Article La Vie Economique

ChatGPT, Gemini ou Claude: l’intelligence artificielle (IA) générative se distingue par le fait qu’elle ne cherche pas simplement des contenus sur Internet, mais en génère de nouveaux. Or, ces contenus ne viennent pas de nulle part: pour entraîner leurs modèles, les entreprises d’IA ont recours à de vastes jeux de données qui reposent souvent sur des contenus protégés tels que des textes, de la musique ou des images.

Étant donné que ce travail d’entraînement se limite souvent à une certaine date dans le passé, l’IA ne peut pas fournir de contenus antérieurs à celle-ci. Afin de livrer des réponses plus précises et plus actuelles, l’IA utilise donc une technique appelée génération à enrichissement contextuel (Retrieval Augmented Generation, RAG) pour faire appel à des sources externes (articles de journaux et textes scientifiques, p. ex.) qui sont elles aussi souvent soumises à des droits d’auteur.

La situation juridique en Suisse

En Suisse, la législation sur le droit d’auteur est a priori univoque: les auteures et auteurs détiennent un droit de contrôle exclusif sur leur œuvre et décident si celle-ci peut être utilisée et de quelle manière (reproduction, p. ex.).
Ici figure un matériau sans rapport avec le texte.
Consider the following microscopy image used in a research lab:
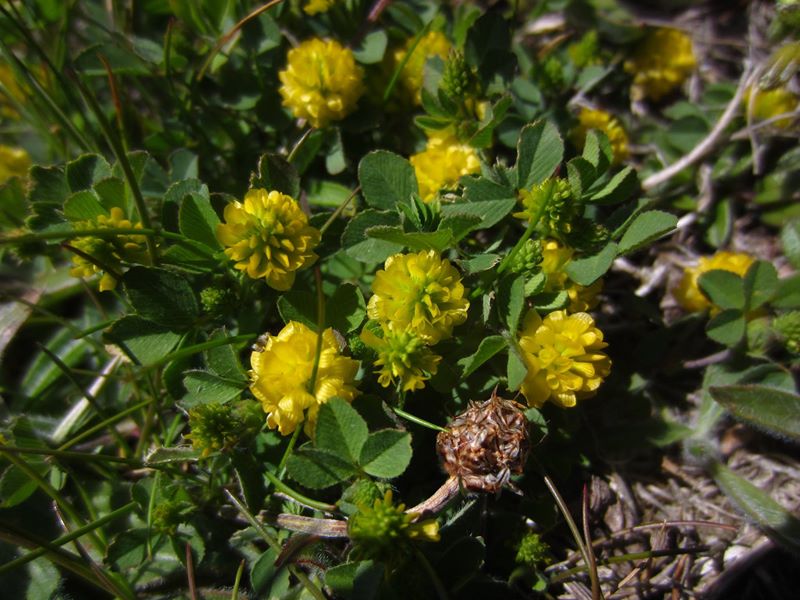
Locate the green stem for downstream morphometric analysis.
[392,408,447,431]
[264,471,336,512]
[319,185,361,237]
[58,398,153,451]
[0,502,136,574]
[0,447,106,552]
[142,333,258,371]
[0,445,144,469]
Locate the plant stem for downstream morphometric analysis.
[264,471,336,512]
[392,408,447,431]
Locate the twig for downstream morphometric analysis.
[642,68,759,191]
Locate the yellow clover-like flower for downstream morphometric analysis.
[625,27,697,101]
[394,31,452,105]
[278,38,364,128]
[69,206,147,292]
[249,321,358,435]
[217,189,320,291]
[367,250,469,345]
[744,87,800,129]
[303,0,336,16]
[519,309,611,408]
[0,144,31,183]
[541,240,603,313]
[672,250,756,312]
[575,107,629,164]
[409,135,481,202]
[361,326,442,392]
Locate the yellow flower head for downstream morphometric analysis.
[367,250,469,345]
[541,240,603,313]
[278,38,364,128]
[409,136,481,202]
[575,107,628,164]
[672,250,755,312]
[303,0,336,16]
[394,31,452,105]
[217,189,320,291]
[625,27,697,101]
[519,309,611,408]
[744,87,800,129]
[361,326,442,392]
[249,321,358,435]
[69,206,147,292]
[0,144,31,183]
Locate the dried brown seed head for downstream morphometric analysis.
[436,390,530,492]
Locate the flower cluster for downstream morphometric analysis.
[69,206,146,292]
[409,135,481,202]
[217,189,320,291]
[361,326,442,392]
[367,250,469,344]
[184,400,264,457]
[519,309,611,408]
[361,250,469,391]
[0,144,31,184]
[575,107,628,164]
[278,38,364,128]
[625,27,697,101]
[249,321,358,435]
[394,31,451,105]
[744,87,800,129]
[514,177,581,237]
[347,490,439,559]
[672,250,755,312]
[541,240,603,313]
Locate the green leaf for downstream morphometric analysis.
[66,154,111,192]
[506,344,528,390]
[744,260,778,310]
[497,276,525,332]
[122,267,200,330]
[617,210,678,254]
[314,398,369,464]
[516,121,564,189]
[565,242,618,285]
[358,150,419,209]
[697,269,745,310]
[286,448,356,490]
[458,335,506,377]
[353,29,389,65]
[64,190,108,221]
[589,167,640,206]
[708,460,800,552]
[342,209,403,262]
[103,315,181,365]
[325,560,384,600]
[366,225,453,252]
[772,273,800,308]
[277,290,317,331]
[203,328,247,382]
[781,221,800,269]
[709,385,800,442]
[582,129,614,173]
[706,308,747,346]
[442,198,517,229]
[358,429,411,479]
[250,153,300,200]
[325,283,367,334]
[567,156,597,198]
[144,446,202,466]
[178,192,221,250]
[181,370,244,409]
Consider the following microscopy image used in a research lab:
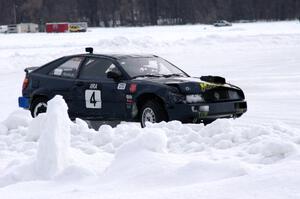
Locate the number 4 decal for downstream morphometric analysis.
[85,90,102,109]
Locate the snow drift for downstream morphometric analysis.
[0,21,300,199]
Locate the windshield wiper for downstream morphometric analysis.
[132,74,163,78]
[163,73,183,78]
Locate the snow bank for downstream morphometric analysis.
[36,96,71,179]
[0,96,73,186]
[3,109,32,130]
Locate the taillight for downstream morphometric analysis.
[22,77,29,90]
[129,84,137,93]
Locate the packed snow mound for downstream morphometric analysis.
[0,96,74,186]
[36,96,71,178]
[0,104,300,186]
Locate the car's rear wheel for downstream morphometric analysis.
[140,100,167,128]
[30,97,48,117]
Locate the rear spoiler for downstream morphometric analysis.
[200,75,226,84]
[24,67,39,75]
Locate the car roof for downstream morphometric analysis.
[66,53,158,59]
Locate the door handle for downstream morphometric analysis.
[75,81,84,86]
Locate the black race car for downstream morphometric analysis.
[19,48,247,127]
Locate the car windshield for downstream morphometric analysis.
[119,57,187,78]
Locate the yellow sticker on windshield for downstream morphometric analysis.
[200,83,218,91]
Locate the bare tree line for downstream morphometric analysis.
[0,0,300,27]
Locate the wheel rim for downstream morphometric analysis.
[142,108,156,126]
[33,102,47,117]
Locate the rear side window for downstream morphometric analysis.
[79,58,116,79]
[49,57,83,78]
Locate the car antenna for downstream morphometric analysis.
[85,47,94,54]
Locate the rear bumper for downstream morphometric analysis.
[167,101,247,122]
[18,97,29,109]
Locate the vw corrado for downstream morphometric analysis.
[19,48,247,127]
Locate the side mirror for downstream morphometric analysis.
[106,71,122,80]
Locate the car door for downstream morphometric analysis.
[45,56,84,115]
[74,57,126,120]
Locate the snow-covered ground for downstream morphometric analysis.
[0,21,300,199]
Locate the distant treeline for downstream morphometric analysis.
[0,0,300,27]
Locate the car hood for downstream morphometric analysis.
[137,77,240,94]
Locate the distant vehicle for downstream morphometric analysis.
[213,20,232,27]
[69,22,88,32]
[46,22,88,33]
[46,22,69,33]
[0,25,8,33]
[19,48,247,127]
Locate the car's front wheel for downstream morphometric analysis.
[30,97,48,117]
[140,100,167,128]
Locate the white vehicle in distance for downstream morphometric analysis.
[213,20,232,27]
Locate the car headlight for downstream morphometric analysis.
[186,94,204,103]
[169,92,186,103]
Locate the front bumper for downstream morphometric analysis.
[167,101,247,122]
[18,97,29,109]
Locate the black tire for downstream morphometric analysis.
[203,119,216,126]
[140,100,168,128]
[30,97,48,117]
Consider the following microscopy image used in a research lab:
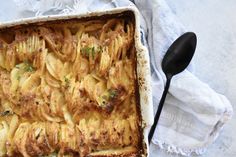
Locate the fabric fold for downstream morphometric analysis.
[12,0,233,156]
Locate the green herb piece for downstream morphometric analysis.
[108,89,118,99]
[16,75,20,81]
[92,47,95,59]
[98,46,102,53]
[24,62,35,72]
[16,64,20,69]
[81,46,96,59]
[0,110,11,116]
[64,76,70,87]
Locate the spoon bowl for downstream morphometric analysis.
[148,32,197,144]
[161,32,197,76]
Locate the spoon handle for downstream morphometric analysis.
[148,76,171,144]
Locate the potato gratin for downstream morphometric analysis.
[0,14,143,157]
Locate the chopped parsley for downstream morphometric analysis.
[16,75,20,81]
[24,61,35,72]
[81,46,101,59]
[0,110,12,116]
[64,76,70,84]
[108,89,118,99]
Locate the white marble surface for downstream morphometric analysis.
[0,0,236,157]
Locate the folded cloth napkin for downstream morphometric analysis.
[10,0,233,156]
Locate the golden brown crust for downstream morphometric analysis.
[0,12,142,157]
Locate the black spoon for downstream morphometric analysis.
[148,32,197,144]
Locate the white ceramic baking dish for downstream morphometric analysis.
[0,7,153,156]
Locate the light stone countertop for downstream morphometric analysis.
[0,0,236,157]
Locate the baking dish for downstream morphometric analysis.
[0,7,153,156]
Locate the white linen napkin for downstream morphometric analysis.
[10,0,233,156]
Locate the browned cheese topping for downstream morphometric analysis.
[0,18,141,157]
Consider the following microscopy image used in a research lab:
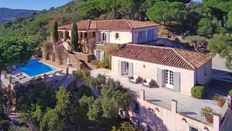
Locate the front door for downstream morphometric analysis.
[101,32,107,43]
[163,70,174,89]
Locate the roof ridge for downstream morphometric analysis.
[124,19,134,29]
[171,48,196,69]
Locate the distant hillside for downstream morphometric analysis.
[0,8,36,23]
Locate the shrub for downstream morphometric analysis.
[77,85,92,98]
[201,106,214,123]
[191,86,205,99]
[213,94,224,101]
[73,70,83,79]
[73,69,90,81]
[229,90,232,96]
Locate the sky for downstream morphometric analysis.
[0,0,71,10]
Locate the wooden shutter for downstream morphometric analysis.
[174,72,180,92]
[93,49,97,59]
[118,60,122,75]
[99,51,105,61]
[157,68,163,87]
[128,63,133,76]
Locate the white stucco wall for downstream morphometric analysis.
[195,61,212,85]
[129,94,218,131]
[110,31,132,44]
[111,56,195,96]
[132,27,158,44]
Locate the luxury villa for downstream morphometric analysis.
[1,19,232,131]
[91,44,232,131]
[111,44,212,96]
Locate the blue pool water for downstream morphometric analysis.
[19,58,57,77]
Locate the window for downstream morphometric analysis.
[122,61,129,75]
[115,33,119,39]
[134,102,139,114]
[92,32,96,38]
[147,30,155,41]
[138,31,146,43]
[164,70,174,87]
[84,32,87,38]
[189,126,198,131]
[102,33,106,41]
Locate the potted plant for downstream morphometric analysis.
[213,94,225,107]
[228,89,232,97]
[201,106,213,123]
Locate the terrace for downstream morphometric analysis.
[0,59,75,89]
[91,69,227,123]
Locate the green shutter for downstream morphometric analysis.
[118,60,122,75]
[157,68,163,87]
[174,72,180,92]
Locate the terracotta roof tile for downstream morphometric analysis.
[59,19,157,30]
[112,44,211,70]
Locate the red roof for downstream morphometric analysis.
[59,19,157,30]
[112,44,211,70]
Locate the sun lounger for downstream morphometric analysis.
[142,79,157,88]
[16,72,23,77]
[129,75,140,83]
[19,76,27,80]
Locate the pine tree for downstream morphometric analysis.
[52,21,59,42]
[71,23,80,51]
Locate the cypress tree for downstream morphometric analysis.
[71,22,79,51]
[52,21,59,42]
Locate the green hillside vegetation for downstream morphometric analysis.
[0,0,232,65]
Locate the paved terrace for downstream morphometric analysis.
[91,69,225,122]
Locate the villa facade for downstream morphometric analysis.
[111,44,212,96]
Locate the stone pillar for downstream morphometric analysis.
[140,90,145,101]
[171,100,177,113]
[213,114,220,131]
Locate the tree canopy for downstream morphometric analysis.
[71,22,80,51]
[0,37,36,70]
[208,34,232,69]
[147,1,186,24]
[51,21,59,42]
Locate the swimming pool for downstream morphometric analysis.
[19,58,57,77]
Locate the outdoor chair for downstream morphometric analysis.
[129,75,140,84]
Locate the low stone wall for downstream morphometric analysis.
[129,90,220,131]
[74,52,93,63]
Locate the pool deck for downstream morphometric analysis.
[39,59,66,70]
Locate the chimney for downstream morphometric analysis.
[66,67,69,75]
[213,114,220,131]
[140,90,145,101]
[171,100,177,113]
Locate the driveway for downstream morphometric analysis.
[91,69,224,122]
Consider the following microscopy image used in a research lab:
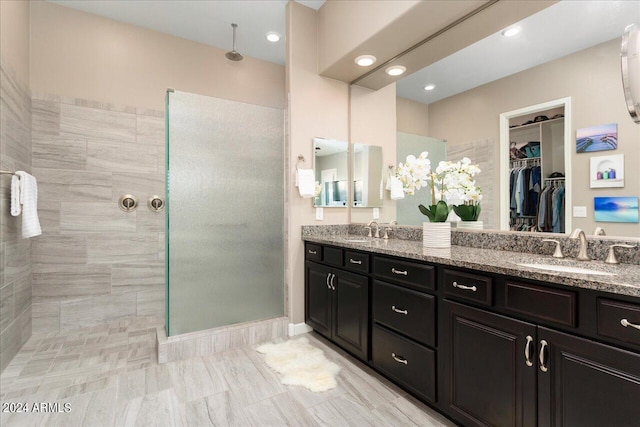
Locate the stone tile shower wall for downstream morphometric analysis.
[0,64,32,372]
[32,95,165,332]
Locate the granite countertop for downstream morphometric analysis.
[303,234,640,298]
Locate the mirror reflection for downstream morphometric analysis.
[313,138,349,208]
[397,1,640,237]
[352,144,384,208]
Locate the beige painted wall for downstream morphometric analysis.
[429,39,640,237]
[29,0,286,110]
[285,2,349,323]
[0,0,29,85]
[350,83,396,223]
[396,97,429,136]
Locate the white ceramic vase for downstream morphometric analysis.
[456,221,483,230]
[422,222,451,248]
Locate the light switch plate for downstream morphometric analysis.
[573,206,587,218]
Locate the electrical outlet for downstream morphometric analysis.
[573,206,587,218]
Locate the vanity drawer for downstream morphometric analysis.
[322,246,343,267]
[373,280,436,347]
[504,280,577,327]
[444,269,493,305]
[344,251,369,273]
[598,298,640,345]
[372,325,436,402]
[373,256,436,291]
[304,243,322,262]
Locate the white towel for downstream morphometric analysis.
[296,169,316,199]
[389,176,404,200]
[11,171,42,239]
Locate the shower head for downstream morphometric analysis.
[224,24,243,61]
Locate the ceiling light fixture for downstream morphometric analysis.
[500,27,520,37]
[356,55,378,67]
[385,65,407,77]
[265,31,280,43]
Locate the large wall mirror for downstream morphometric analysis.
[352,143,384,208]
[382,1,640,237]
[313,138,349,208]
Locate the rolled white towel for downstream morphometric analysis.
[296,169,316,199]
[11,175,22,216]
[389,176,404,200]
[16,171,42,239]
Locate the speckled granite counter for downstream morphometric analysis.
[302,232,640,298]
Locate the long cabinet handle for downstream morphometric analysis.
[524,335,533,366]
[538,340,549,372]
[453,282,478,292]
[391,353,409,365]
[391,305,409,315]
[620,319,640,331]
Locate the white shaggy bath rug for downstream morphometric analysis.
[256,337,340,392]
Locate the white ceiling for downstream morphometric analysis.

Selon le consensus actuel, cela vaut aussi pour le domaine de l’IA. D’aucuns jugent toutefois que cette obligation d’approuver toute utilisation va trop loin[1]. Alors qu’aucun tribunal suisse n’a encore statué sur la question, différents jugements ont été prononcés à l’étranger, mais ils ne sont pas unanimes. En novembre 2025, le Landgericht de Munich a ainsi largement donné raison à une plaignante qui dénonçait notamment la reproduction d’œuvres par un modèle IA, en violation du droit d’auteur; il s’agissait en l’occurrence des paroles de chansons d’Herbert Grönemeyer et de Reinhard Mey. Dans le même temps, un tribunal de première instance britannique, qui jugeait une société exploitant un générateur d’images utilisant l’IA, a considéré que celle-ci ne violait pas la législation sur le droit d’auteur[2].

La motion Gössi

Il règne donc une insécurité juridique en Suisse, une situation à laquelle la conseillère aux États PLR schwyzoise Petra Gössi entend remédier avec sa motion «Pour une meilleure protection de la propriété intellectuelle contre les abus liés à l’intelligence artificielle», qui poursuit un double objectif: protéger les titulaires de droits d’auteur de l’utilisation sans autorisation de leurs œuvres par des fournisseurs d’IA sans toutefois affaiblir ou porter préjudice à la Suisse en tant que place économique et pôle d’innovation.

Le Conseil fédéral a recommandé au Parlement d’adopter cette motion. Il a été suivi par le Conseil des États et le Conseil national, qui ont toutefois légèrement modifié la formulation. La voie est donc libre pour l’élaboration d’un projet de loi.